After a few years in Shanghai, Griffith John settled at Hankow in 1861 and this became the permanent headquarters of his missionary work. From this centre he travelled widely in the area, often by foot, and established a range of mission stations. As the first Protestant Missionary in Central China, he proclaimed the gospel in regions where it had not previously been heard and his missionary work flourished particularly in Hankow and its environs. Griffith John worked with great commitment in Christian mission and with excellent linguistic skills translated the Scriptures into Chinese and wrote a large number of books in the local dialect. He was the Chairman of the Central China Tract Society and as the author, translator and publisher was a prolific propagator of the gospel through popular and influential tracts.
Griffith John with his wife, returned to the homeland in 1872, mainly due to Mrs John’s ill-health resulting from the toll of the extremes of climate over years while in Hankow. Mrs Margaret John died on the 18th February l873 when returning from furlough as the ship reached Singapore and she was buried there. A hospital known as the “Margaret Memorial Hospital” was built in Hankow to commemorate her dedicated work in the community. Griffith John married a second time in 1874, Mrs Jeanette Jenkins the widow of an American missionary, who also worked tirelessly until she died in China in 1885. Griffith John, as well as the Memorial Hospital founded many schools, a Teacher Training College, a Theological College in Hankow. Griffith John celebrated his jubilee as a missionary at Hankow in 1905. He finally left China after 56 years service on the 17th November 1911.
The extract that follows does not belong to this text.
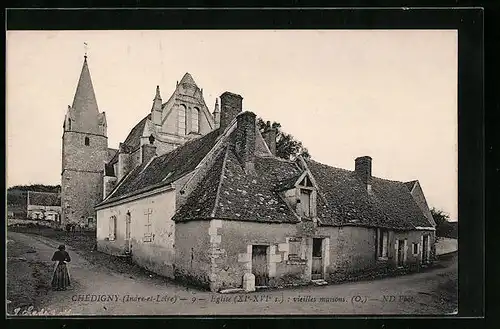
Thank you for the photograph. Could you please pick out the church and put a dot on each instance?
(201, 197)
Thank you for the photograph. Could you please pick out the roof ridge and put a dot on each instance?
(217, 194)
Griffith John received the Degree of Doctor of Divinity from the University of Edinburgh in 1899 for his extensive knowledge of the language and classics of China and for his literary contributions. The University of Wales also conferred the same Degree on Griffith John in 1911 for his contribution to Chinese literature and progress of the world.
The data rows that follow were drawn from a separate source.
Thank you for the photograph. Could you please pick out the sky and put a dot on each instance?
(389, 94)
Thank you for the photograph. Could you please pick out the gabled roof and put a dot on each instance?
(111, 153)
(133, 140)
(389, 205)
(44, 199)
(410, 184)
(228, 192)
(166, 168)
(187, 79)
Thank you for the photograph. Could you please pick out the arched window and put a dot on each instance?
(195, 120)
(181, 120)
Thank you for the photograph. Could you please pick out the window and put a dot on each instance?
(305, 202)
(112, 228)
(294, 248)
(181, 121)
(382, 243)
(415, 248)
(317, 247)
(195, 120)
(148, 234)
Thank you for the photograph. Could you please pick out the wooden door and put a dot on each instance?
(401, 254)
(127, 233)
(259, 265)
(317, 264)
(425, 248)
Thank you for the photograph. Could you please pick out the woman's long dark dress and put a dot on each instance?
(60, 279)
Griffith John died in London on the 25th July 1912 with his body brought back to Swansea for burial where vast crowds thronged the streets around High Street Station where the welcome party included the Lord Mayor. Ebenezer Chapel nearby was completely full for the funeral service which those who attended commented “that it was not a funeral but a revival service”. The interment was at Bethel Chapel, Sketty.